Les études se succèdent mais le soupçon reste : les liens entre le téléphone mobile et l’augmentation possible des cancers est un serpent de mer de la recherche. Difficile de trancher quand une multitude de paramètres peuvent entrer en jeu

D’abord une certitude : seuls un quart des Français pensent que l’usage du téléphone mobile est « sûr » pour la santé. C’est une étude du CREDOC de 2015 qui le montre. Pour autant, si 75% d’entre eux craignent des effets délétères, cela ne semble pas faire baisser son usage. Un premier paradoxe.

Les inquiétudes se basent sur des certitudes : les ondes électromagnétiques ne sont pas sans conséquences sur les tissus du corps humain. A forte intensité (au niveau industriel), les basses fréquences nuisent au système nerveux, voire à la rétine. A plus haute fréquence, dans le domaine des radiofréquences qui nous intéresse ici, les conséquences sont moindres mais réelles. On parle notamment d’un effet thermique, qui correspond à une élévation de la température des tissus biologiques. Elles peuvent aussi modifier temporairement l’activité électrique cérébrale sans que l’on ait pu en conclure quoi que ce soit sur un effet néfaste prolongé. Voilà pour les connaissances.

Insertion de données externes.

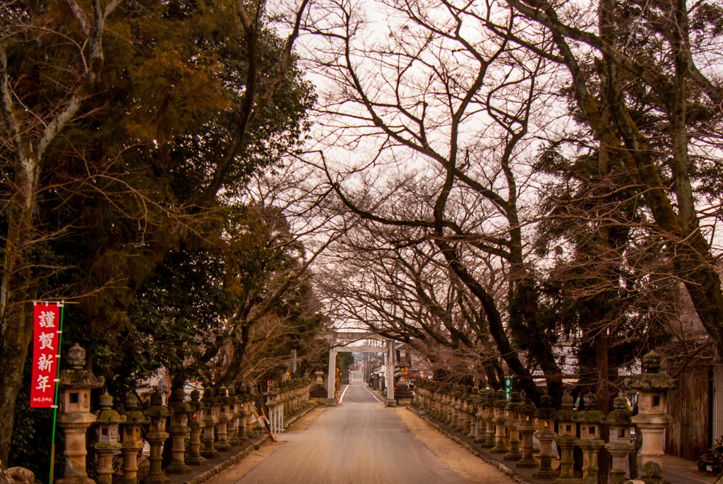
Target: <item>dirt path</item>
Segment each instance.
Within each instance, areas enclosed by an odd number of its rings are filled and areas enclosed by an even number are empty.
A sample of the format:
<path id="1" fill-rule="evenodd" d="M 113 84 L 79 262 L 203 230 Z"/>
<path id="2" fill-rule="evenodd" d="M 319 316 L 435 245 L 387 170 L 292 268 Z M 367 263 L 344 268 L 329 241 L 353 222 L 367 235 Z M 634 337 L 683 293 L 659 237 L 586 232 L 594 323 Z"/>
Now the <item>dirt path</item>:
<path id="1" fill-rule="evenodd" d="M 286 431 L 286 433 L 305 431 L 325 410 L 326 410 L 325 407 L 317 407 L 299 420 L 294 422 L 289 427 L 288 430 Z M 236 465 L 226 469 L 213 479 L 207 480 L 207 484 L 234 484 L 234 483 L 238 482 L 241 477 L 250 472 L 254 467 L 266 460 L 267 457 L 275 452 L 283 444 L 283 441 L 269 441 L 268 444 L 262 446 L 258 450 L 254 450 L 242 459 Z"/>
<path id="2" fill-rule="evenodd" d="M 467 484 L 515 484 L 515 481 L 451 441 L 406 408 L 397 414 L 409 431 L 424 443 L 453 472 Z"/>

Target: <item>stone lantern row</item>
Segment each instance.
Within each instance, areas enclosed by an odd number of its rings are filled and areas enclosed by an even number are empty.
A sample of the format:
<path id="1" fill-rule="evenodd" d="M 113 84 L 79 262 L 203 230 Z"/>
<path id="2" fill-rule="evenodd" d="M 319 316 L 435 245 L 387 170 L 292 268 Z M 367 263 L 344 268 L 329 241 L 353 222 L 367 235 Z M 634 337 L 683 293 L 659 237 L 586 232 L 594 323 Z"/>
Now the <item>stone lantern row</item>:
<path id="1" fill-rule="evenodd" d="M 186 474 L 191 465 L 200 465 L 220 452 L 239 447 L 253 437 L 252 424 L 257 410 L 252 386 L 221 386 L 186 393 L 176 389 L 162 405 L 161 396 L 153 392 L 145 411 L 138 408 L 135 396 L 124 401 L 124 410 L 113 410 L 113 397 L 106 392 L 100 399 L 100 410 L 90 413 L 90 390 L 100 388 L 105 381 L 84 370 L 85 350 L 76 345 L 66 355 L 69 368 L 60 372 L 58 424 L 65 433 L 65 473 L 57 484 L 95 484 L 85 472 L 86 430 L 95 427 L 92 445 L 98 456 L 98 483 L 112 484 L 113 457 L 123 456 L 123 483 L 137 484 L 137 458 L 145 439 L 150 447 L 150 468 L 145 484 L 167 484 L 168 474 Z M 309 402 L 309 381 L 290 380 L 274 389 L 269 408 L 283 428 L 284 412 L 288 416 L 305 408 Z M 268 394 L 268 392 L 267 394 Z M 172 439 L 173 462 L 161 469 L 161 450 L 168 437 Z M 184 441 L 189 437 L 187 454 Z"/>
<path id="2" fill-rule="evenodd" d="M 568 394 L 562 397 L 560 409 L 552 407 L 548 395 L 543 395 L 540 406 L 536 407 L 526 394 L 521 397 L 516 392 L 512 392 L 508 401 L 503 390 L 480 390 L 431 380 L 418 382 L 414 405 L 432 418 L 474 437 L 476 443 L 491 453 L 503 454 L 504 460 L 516 461 L 518 467 L 536 468 L 534 477 L 555 479 L 556 484 L 579 484 L 580 480 L 573 475 L 576 446 L 583 452 L 583 484 L 596 484 L 598 453 L 603 446 L 612 456 L 613 484 L 623 484 L 625 461 L 633 449 L 630 427 L 634 423 L 643 436 L 641 480 L 648 484 L 660 484 L 665 482 L 663 433 L 670 421 L 666 413 L 666 397 L 669 390 L 678 386 L 677 380 L 659 373 L 661 363 L 659 355 L 648 353 L 643 357 L 643 373 L 623 382 L 626 389 L 638 395 L 639 413 L 632 418 L 623 397 L 615 399 L 613 410 L 605 415 L 596 409 L 595 397 L 590 393 L 583 397 L 579 410 L 573 409 L 573 397 Z M 609 426 L 607 443 L 601 435 L 603 425 Z M 539 464 L 532 456 L 533 436 L 540 443 Z M 552 467 L 553 441 L 560 448 L 560 468 L 555 470 Z"/>
<path id="3" fill-rule="evenodd" d="M 284 432 L 284 420 L 310 405 L 310 381 L 306 378 L 287 380 L 273 384 L 264 392 L 269 409 L 268 420 L 271 432 L 278 435 Z"/>

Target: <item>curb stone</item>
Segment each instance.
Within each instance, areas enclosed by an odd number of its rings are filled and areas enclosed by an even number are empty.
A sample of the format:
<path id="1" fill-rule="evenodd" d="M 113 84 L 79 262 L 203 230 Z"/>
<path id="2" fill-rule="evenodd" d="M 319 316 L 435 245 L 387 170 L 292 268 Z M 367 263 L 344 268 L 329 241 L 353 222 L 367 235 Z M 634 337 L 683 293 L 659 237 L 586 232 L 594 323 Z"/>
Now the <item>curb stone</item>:
<path id="1" fill-rule="evenodd" d="M 317 405 L 309 405 L 307 408 L 304 409 L 299 413 L 291 417 L 290 419 L 288 419 L 288 423 L 284 424 L 283 427 L 284 429 L 288 428 L 289 425 L 291 425 L 292 423 L 298 420 L 301 417 L 306 415 L 307 413 L 309 413 L 316 407 Z M 241 460 L 244 457 L 253 452 L 254 450 L 255 449 L 256 446 L 260 447 L 261 446 L 267 444 L 269 441 L 269 440 L 270 440 L 269 435 L 268 433 L 265 433 L 263 436 L 261 437 L 261 438 L 259 439 L 258 441 L 257 441 L 255 444 L 248 446 L 246 449 L 241 451 L 236 455 L 229 457 L 228 459 L 226 459 L 223 462 L 221 462 L 220 464 L 217 464 L 213 467 L 209 469 L 202 474 L 197 475 L 195 477 L 193 477 L 192 479 L 189 479 L 189 480 L 184 481 L 183 484 L 201 484 L 202 483 L 205 483 L 205 481 L 208 480 L 209 479 L 211 479 L 212 477 L 215 477 L 215 476 L 217 476 L 218 475 L 221 474 L 222 472 L 230 467 L 231 465 L 238 464 L 239 462 L 241 462 Z"/>
<path id="2" fill-rule="evenodd" d="M 426 415 L 424 415 L 424 413 L 423 412 L 422 412 L 421 410 L 418 410 L 417 409 L 414 408 L 414 407 L 412 407 L 411 405 L 406 405 L 406 408 L 407 408 L 407 410 L 413 412 L 415 415 L 416 415 L 417 417 L 419 417 L 419 418 L 422 419 L 423 420 L 424 420 L 425 422 L 427 422 L 427 423 L 429 423 L 430 425 L 432 425 L 432 427 L 434 427 L 435 428 L 436 428 L 437 432 L 440 432 L 440 433 L 442 433 L 448 438 L 449 438 L 449 439 L 450 439 L 452 441 L 454 441 L 457 444 L 460 444 L 461 446 L 462 446 L 463 447 L 464 447 L 465 449 L 466 449 L 467 450 L 469 450 L 470 452 L 471 452 L 472 454 L 474 454 L 474 455 L 476 455 L 480 459 L 482 459 L 482 462 L 484 462 L 486 464 L 489 464 L 489 465 L 491 465 L 493 467 L 496 468 L 500 472 L 502 472 L 505 475 L 508 476 L 508 477 L 510 477 L 510 479 L 512 479 L 513 481 L 515 481 L 518 484 L 532 484 L 529 480 L 526 480 L 526 479 L 520 477 L 519 475 L 518 475 L 517 472 L 515 472 L 515 471 L 513 471 L 512 469 L 510 469 L 508 467 L 507 467 L 506 465 L 505 465 L 502 462 L 497 462 L 497 461 L 495 460 L 494 459 L 489 459 L 489 458 L 488 458 L 484 454 L 482 454 L 482 453 L 477 451 L 477 450 L 474 447 L 473 447 L 472 446 L 469 445 L 469 444 L 467 444 L 466 442 L 465 442 L 463 440 L 462 440 L 459 437 L 456 437 L 456 436 L 452 435 L 451 433 L 450 433 L 449 432 L 448 432 L 447 431 L 445 431 L 444 428 L 442 428 L 441 426 L 440 426 L 437 423 L 435 423 L 434 422 L 432 422 L 432 420 L 430 420 L 427 418 L 427 416 Z"/>

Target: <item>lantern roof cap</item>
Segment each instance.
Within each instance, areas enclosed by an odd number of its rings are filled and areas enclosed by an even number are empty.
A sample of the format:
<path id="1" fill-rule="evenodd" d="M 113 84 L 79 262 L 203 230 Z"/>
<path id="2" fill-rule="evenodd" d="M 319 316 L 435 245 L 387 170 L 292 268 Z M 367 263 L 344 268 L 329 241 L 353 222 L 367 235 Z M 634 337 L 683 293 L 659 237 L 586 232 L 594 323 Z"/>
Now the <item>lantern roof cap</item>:
<path id="1" fill-rule="evenodd" d="M 126 423 L 145 424 L 150 422 L 142 412 L 138 410 L 138 399 L 132 394 L 129 394 L 123 402 L 123 411 L 121 415 L 126 418 Z"/>
<path id="2" fill-rule="evenodd" d="M 108 390 L 100 395 L 100 410 L 93 412 L 95 421 L 98 423 L 117 423 L 125 422 L 126 416 L 121 415 L 113 410 L 113 397 L 108 394 Z"/>

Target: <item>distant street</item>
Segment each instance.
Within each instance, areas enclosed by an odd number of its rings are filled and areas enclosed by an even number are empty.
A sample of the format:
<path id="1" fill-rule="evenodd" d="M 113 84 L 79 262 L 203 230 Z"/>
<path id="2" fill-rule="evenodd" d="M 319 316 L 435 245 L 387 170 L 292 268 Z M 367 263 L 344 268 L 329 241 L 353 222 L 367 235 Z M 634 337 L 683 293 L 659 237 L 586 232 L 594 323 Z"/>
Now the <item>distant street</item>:
<path id="1" fill-rule="evenodd" d="M 346 392 L 345 392 L 346 390 Z M 355 372 L 338 407 L 286 444 L 239 484 L 464 484 L 384 408 Z"/>

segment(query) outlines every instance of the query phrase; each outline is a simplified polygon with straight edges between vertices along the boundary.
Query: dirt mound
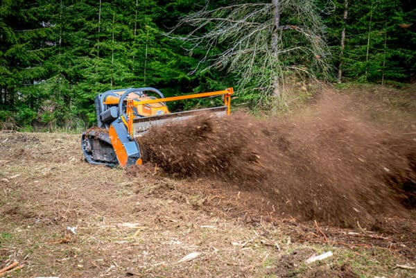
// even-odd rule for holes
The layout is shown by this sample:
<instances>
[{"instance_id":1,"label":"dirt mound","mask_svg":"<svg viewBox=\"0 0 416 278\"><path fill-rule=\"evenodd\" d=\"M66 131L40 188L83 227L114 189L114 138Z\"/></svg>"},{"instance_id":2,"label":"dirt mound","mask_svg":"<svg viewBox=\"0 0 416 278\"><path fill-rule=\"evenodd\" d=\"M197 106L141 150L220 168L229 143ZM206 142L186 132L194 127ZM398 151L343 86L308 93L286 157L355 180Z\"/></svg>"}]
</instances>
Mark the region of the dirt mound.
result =
<instances>
[{"instance_id":1,"label":"dirt mound","mask_svg":"<svg viewBox=\"0 0 416 278\"><path fill-rule=\"evenodd\" d=\"M166 173L258 191L277 215L363 225L406 214L400 201L414 198L415 144L361 121L346 102L327 96L290 119L201 114L138 140Z\"/></svg>"}]
</instances>

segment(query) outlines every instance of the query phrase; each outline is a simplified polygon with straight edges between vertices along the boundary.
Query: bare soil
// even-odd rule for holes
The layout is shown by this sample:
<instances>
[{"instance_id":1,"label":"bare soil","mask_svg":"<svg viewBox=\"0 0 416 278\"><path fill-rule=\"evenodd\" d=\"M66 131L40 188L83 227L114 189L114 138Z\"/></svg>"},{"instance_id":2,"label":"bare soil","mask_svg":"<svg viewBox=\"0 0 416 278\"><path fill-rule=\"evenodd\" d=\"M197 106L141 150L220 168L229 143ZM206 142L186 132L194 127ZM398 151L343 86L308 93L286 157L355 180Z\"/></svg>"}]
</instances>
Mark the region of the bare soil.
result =
<instances>
[{"instance_id":1,"label":"bare soil","mask_svg":"<svg viewBox=\"0 0 416 278\"><path fill-rule=\"evenodd\" d=\"M127 171L87 164L80 134L0 132L0 269L16 261L6 277L414 277L415 94L343 92L284 119L154 130L142 139L152 163Z\"/></svg>"}]
</instances>

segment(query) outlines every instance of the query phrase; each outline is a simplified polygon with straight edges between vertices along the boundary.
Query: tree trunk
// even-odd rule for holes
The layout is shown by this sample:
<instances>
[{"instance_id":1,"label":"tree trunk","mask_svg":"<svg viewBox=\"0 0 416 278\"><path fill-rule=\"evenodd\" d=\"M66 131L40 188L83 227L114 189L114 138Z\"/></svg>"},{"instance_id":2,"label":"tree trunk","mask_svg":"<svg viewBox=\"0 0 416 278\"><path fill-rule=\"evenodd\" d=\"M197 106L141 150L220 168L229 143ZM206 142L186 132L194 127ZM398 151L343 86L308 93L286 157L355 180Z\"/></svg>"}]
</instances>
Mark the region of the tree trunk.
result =
<instances>
[{"instance_id":1,"label":"tree trunk","mask_svg":"<svg viewBox=\"0 0 416 278\"><path fill-rule=\"evenodd\" d=\"M338 67L338 83L341 82L341 78L343 77L343 57L344 55L344 47L345 45L345 25L347 24L347 17L348 15L348 0L345 0L345 8L344 8L344 28L341 33L341 45L340 52L340 65Z\"/></svg>"},{"instance_id":2,"label":"tree trunk","mask_svg":"<svg viewBox=\"0 0 416 278\"><path fill-rule=\"evenodd\" d=\"M384 73L385 72L385 49L387 48L387 19L384 26L384 53L383 55L383 72L381 73L381 85L384 85Z\"/></svg>"},{"instance_id":3,"label":"tree trunk","mask_svg":"<svg viewBox=\"0 0 416 278\"><path fill-rule=\"evenodd\" d=\"M272 0L273 4L273 19L275 22L275 31L272 37L272 51L275 58L278 59L277 44L279 41L278 30L280 26L280 3L279 0ZM280 94L279 85L279 76L275 76L273 80L273 92L272 96L278 96Z\"/></svg>"},{"instance_id":4,"label":"tree trunk","mask_svg":"<svg viewBox=\"0 0 416 278\"><path fill-rule=\"evenodd\" d=\"M139 7L139 0L136 0L136 15L135 16L135 39L134 39L134 43L133 45L136 44L136 37L137 37L137 9ZM135 54L133 54L133 57L132 57L132 70L134 71L135 70Z\"/></svg>"},{"instance_id":5,"label":"tree trunk","mask_svg":"<svg viewBox=\"0 0 416 278\"><path fill-rule=\"evenodd\" d=\"M100 6L98 8L98 33L97 42L97 58L100 57L100 24L101 23L101 0L100 0Z\"/></svg>"},{"instance_id":6,"label":"tree trunk","mask_svg":"<svg viewBox=\"0 0 416 278\"><path fill-rule=\"evenodd\" d=\"M368 36L367 37L367 53L365 54L365 81L367 81L367 67L368 67L368 54L370 52L370 34L371 33L371 24L372 21L372 9L374 1L371 1L371 8L370 10L370 22L368 23Z\"/></svg>"},{"instance_id":7,"label":"tree trunk","mask_svg":"<svg viewBox=\"0 0 416 278\"><path fill-rule=\"evenodd\" d=\"M115 21L116 21L116 14L113 14L113 30L112 34L112 49L111 49L111 89L113 85L113 72L114 72L114 29L115 29Z\"/></svg>"}]
</instances>

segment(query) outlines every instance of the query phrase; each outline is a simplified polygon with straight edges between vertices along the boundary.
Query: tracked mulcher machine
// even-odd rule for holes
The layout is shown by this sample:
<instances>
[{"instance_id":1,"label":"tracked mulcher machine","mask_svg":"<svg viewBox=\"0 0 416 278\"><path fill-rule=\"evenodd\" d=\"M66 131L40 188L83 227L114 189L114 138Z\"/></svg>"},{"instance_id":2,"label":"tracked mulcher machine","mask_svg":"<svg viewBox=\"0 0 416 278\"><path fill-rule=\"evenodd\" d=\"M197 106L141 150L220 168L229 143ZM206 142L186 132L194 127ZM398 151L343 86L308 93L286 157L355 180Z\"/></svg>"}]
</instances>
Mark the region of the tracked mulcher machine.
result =
<instances>
[{"instance_id":1,"label":"tracked mulcher machine","mask_svg":"<svg viewBox=\"0 0 416 278\"><path fill-rule=\"evenodd\" d=\"M228 115L232 88L223 91L165 98L155 88L128 88L105 92L95 98L98 128L83 133L81 148L92 164L125 167L146 162L146 150L135 137L157 125L182 121L206 112ZM157 96L154 96L155 95ZM222 96L224 105L171 113L166 102ZM157 140L157 139L155 139Z\"/></svg>"}]
</instances>

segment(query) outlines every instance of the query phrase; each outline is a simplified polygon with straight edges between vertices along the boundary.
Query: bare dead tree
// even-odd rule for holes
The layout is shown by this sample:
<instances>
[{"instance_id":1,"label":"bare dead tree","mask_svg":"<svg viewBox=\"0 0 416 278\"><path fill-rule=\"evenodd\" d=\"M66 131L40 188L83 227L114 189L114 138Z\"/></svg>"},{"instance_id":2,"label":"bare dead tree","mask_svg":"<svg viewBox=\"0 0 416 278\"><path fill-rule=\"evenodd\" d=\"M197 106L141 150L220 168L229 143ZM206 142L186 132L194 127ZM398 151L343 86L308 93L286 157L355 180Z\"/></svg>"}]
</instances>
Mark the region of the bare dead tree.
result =
<instances>
[{"instance_id":1,"label":"bare dead tree","mask_svg":"<svg viewBox=\"0 0 416 278\"><path fill-rule=\"evenodd\" d=\"M258 100L275 96L284 101L287 76L326 76L329 51L323 24L312 0L272 0L201 10L182 18L193 27L184 37L189 51L205 50L194 70L227 69L240 76L243 93L256 92ZM218 53L218 50L222 51Z\"/></svg>"}]
</instances>

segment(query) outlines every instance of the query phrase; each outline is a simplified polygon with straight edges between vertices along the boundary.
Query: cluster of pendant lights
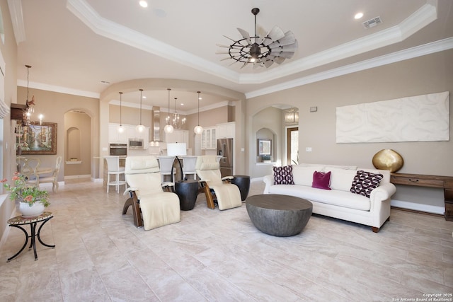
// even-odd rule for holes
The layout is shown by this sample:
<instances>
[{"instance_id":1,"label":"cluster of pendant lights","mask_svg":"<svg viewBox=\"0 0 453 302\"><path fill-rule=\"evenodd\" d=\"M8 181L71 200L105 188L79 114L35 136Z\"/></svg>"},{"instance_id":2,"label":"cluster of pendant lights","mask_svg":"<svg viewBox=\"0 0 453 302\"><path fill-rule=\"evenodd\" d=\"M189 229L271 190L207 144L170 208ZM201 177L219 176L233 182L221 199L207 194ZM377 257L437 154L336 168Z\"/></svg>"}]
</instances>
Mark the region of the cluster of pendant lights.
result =
<instances>
[{"instance_id":1,"label":"cluster of pendant lights","mask_svg":"<svg viewBox=\"0 0 453 302\"><path fill-rule=\"evenodd\" d=\"M142 124L142 92L143 92L143 89L139 89L140 91L140 123L135 127L135 130L137 130L138 132L143 132L143 131L144 131L145 129L145 127L144 125ZM173 133L174 128L170 124L170 91L171 91L171 88L167 88L167 91L168 91L168 116L167 117L167 124L165 125L165 127L164 127L164 131L165 132L165 133ZM197 126L195 127L195 128L193 128L193 132L195 133L195 134L201 134L203 132L203 127L201 127L200 125L200 100L201 99L201 98L200 97L200 93L201 93L200 91L197 91L197 93L198 94L198 98L197 98L197 100L198 100L198 111L197 111L197 115L198 115L198 122L197 124ZM120 126L118 127L118 132L120 133L122 133L125 132L125 127L122 126L122 120L121 120L121 117L122 117L122 112L121 112L121 108L122 108L122 92L120 92ZM176 108L175 108L176 109Z\"/></svg>"}]
</instances>

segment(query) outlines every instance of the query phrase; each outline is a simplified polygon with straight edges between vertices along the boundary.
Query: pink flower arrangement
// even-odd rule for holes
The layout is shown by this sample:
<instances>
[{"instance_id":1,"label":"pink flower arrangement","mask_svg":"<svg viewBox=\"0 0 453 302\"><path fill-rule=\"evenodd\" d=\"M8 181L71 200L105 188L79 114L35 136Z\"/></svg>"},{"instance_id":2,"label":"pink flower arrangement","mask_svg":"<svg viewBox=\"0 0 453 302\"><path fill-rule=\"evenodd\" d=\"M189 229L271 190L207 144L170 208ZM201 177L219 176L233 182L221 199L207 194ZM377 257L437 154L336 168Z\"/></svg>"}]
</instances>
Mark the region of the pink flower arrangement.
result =
<instances>
[{"instance_id":1,"label":"pink flower arrangement","mask_svg":"<svg viewBox=\"0 0 453 302\"><path fill-rule=\"evenodd\" d=\"M31 207L36 202L41 202L44 207L48 207L49 202L47 191L40 190L39 187L27 185L24 175L16 172L13 178L13 185L7 183L6 178L1 180L4 187L10 192L9 199L19 199L21 202L27 202Z\"/></svg>"}]
</instances>

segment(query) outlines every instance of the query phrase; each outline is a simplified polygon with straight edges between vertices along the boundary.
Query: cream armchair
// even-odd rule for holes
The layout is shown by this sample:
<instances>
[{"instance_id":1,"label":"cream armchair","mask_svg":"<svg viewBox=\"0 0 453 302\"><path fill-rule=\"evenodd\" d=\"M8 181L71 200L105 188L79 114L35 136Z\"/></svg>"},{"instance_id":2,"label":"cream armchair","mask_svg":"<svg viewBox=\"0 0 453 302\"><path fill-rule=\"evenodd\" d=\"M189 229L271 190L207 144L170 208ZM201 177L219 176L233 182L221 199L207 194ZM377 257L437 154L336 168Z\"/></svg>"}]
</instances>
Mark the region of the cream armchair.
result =
<instances>
[{"instance_id":1,"label":"cream armchair","mask_svg":"<svg viewBox=\"0 0 453 302\"><path fill-rule=\"evenodd\" d=\"M217 199L219 210L235 208L242 205L239 189L229 183L233 176L222 178L220 166L216 156L198 156L195 170L200 178L200 190L206 195L207 207L215 209Z\"/></svg>"},{"instance_id":2,"label":"cream armchair","mask_svg":"<svg viewBox=\"0 0 453 302\"><path fill-rule=\"evenodd\" d=\"M123 215L132 207L134 223L145 231L180 221L178 195L165 192L157 159L154 156L127 156L125 177L130 187L125 191L130 198L122 209ZM172 185L170 182L165 186Z\"/></svg>"}]
</instances>

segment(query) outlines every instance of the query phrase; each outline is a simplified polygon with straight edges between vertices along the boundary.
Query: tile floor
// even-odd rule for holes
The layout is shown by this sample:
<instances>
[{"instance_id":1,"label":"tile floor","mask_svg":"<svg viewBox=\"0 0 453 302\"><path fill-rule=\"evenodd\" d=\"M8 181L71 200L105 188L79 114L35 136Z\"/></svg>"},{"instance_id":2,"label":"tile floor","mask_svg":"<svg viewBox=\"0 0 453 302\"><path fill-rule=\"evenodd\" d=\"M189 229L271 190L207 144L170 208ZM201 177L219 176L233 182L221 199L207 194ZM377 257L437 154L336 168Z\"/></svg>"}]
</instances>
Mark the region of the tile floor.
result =
<instances>
[{"instance_id":1,"label":"tile floor","mask_svg":"<svg viewBox=\"0 0 453 302\"><path fill-rule=\"evenodd\" d=\"M263 192L253 182L251 194ZM453 293L453 222L392 209L379 233L314 215L299 235L258 231L245 204L181 212L181 222L136 228L125 197L100 183L51 193L45 243L6 259L24 236L0 247L1 301L394 301ZM438 298L445 298L439 296ZM406 300L408 301L408 300ZM415 300L413 300L415 301ZM440 301L440 300L439 300Z\"/></svg>"}]
</instances>

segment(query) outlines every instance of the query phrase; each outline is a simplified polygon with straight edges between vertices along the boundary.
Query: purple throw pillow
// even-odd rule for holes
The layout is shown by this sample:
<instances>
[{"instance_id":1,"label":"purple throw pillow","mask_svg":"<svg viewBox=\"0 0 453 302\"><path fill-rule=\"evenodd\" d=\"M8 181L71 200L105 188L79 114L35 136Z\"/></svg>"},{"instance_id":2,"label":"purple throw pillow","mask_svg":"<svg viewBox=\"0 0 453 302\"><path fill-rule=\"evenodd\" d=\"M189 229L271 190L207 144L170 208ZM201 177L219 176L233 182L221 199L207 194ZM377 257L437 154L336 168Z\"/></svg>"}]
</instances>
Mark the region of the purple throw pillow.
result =
<instances>
[{"instance_id":1,"label":"purple throw pillow","mask_svg":"<svg viewBox=\"0 0 453 302\"><path fill-rule=\"evenodd\" d=\"M331 185L331 171L327 173L314 171L313 173L312 187L323 190L332 190Z\"/></svg>"},{"instance_id":2,"label":"purple throw pillow","mask_svg":"<svg viewBox=\"0 0 453 302\"><path fill-rule=\"evenodd\" d=\"M382 178L384 178L382 174L371 173L360 170L357 171L352 180L351 192L369 198L371 192L379 185Z\"/></svg>"},{"instance_id":3,"label":"purple throw pillow","mask_svg":"<svg viewBox=\"0 0 453 302\"><path fill-rule=\"evenodd\" d=\"M273 167L274 170L274 185L294 185L292 165Z\"/></svg>"}]
</instances>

Aucun risque… mais soyons prudents

Mais pour savoir si ces faits avérés induisent une augmentation de la prévalence des cancers… on reste dans le flou. Certes, une grande étude de « cas-témoins »1 en 2022, menée dans 15 pays auprès des jeunes utilisateurs de téléphone depuis leur enfance (Mobi Kids) concluait qu’il n’y avait pas lieu de s’alarmer. Ses résultats « ne permettent pas d’établir une augmentation du risque de tumeurs du cerveau en lien avec l’utilisation du téléphone portable ou les doses de radiofréquences reçues ». De quoi mettre fin au débat ? Hé bien non car les auteurs ajoutaient aussitôt que « des sources possibles de biais résiduels ne permettent pas d’exclure totalement un léger risque. » Et c’est comme ça depuis plus de 30 ans.

Dans le même esprit, les Australiens sur la base des données statistiques collectées sur 29 ans, soit à peu près l’époque de l’explosion de l’usage des téléphones mobiles, concluaient que la fréquence des cancers cérébraux était restée stable sur trois décennies. Cette période permet d’avoir le recul suffisant pour tenir compte de l’apparition tardive et de l’évolution des cancers.

De même, l’Anses (Agence nationale de sécurité sanitaire) estime qu’il n’existe « pas de lien de causalité » entre les ondes et des effets sur la santé. Mis à part des troubles du sommeil, des performances cognitives ou de la fertilité chez des animaux mâles. Mais aucun effet irréversible. Ce qui ne l’empêche pas de publier une liste de recommandations visant à limiter l’usage du téléphone notamment en préconisant l’usage des oreillettes pour ne pas l’approcher de la tête.

Graves conséquences chez les rats

Certaines études sont plus inquiétantes. Ce qui a conduit le CIRC (Centre international de recherche sur le cancer) à classer l’utilisation des téléphones mobiles comme « peut-être cancérogène pour l’homme » en 2011. Le « peut-être » soulignant le fait qu’il n’y a aucune preuve du contraire. Et en 2016, le NTP (National Toxicology Programm) américain mettait en évidence l’augmentation des gliomes dans le cerveau de rats soumis à un usage intense des radiofréquences. Les gliomes sont différents types de cancer affectant le cerveau et la moelle épinière.

En augmentation aussi, les cardiomyopathies dans le ventricule droit des animaux et une baisse du poids des nouveaux nés issus de mères soumises à un bombardement d’ondes téléphoniques. Rapidement, des biais dans l’étude ont été soulignés mais une autre étude italienne est venue pourtant corroborer ces résultats en 2018.

Bref, le débat est loin d’être clos. Et même s’il l’était négativement, est-ce que l’on pourrait revenir en arrière sur l’usage du mobile ?

Jean Luc Eluard

1 On compare deux populations témoins : une sans maladie et une autre avec maladie (ici en l’occurrence, des tumeurs au cerveau) et on étudie leur usage passé du téléphone.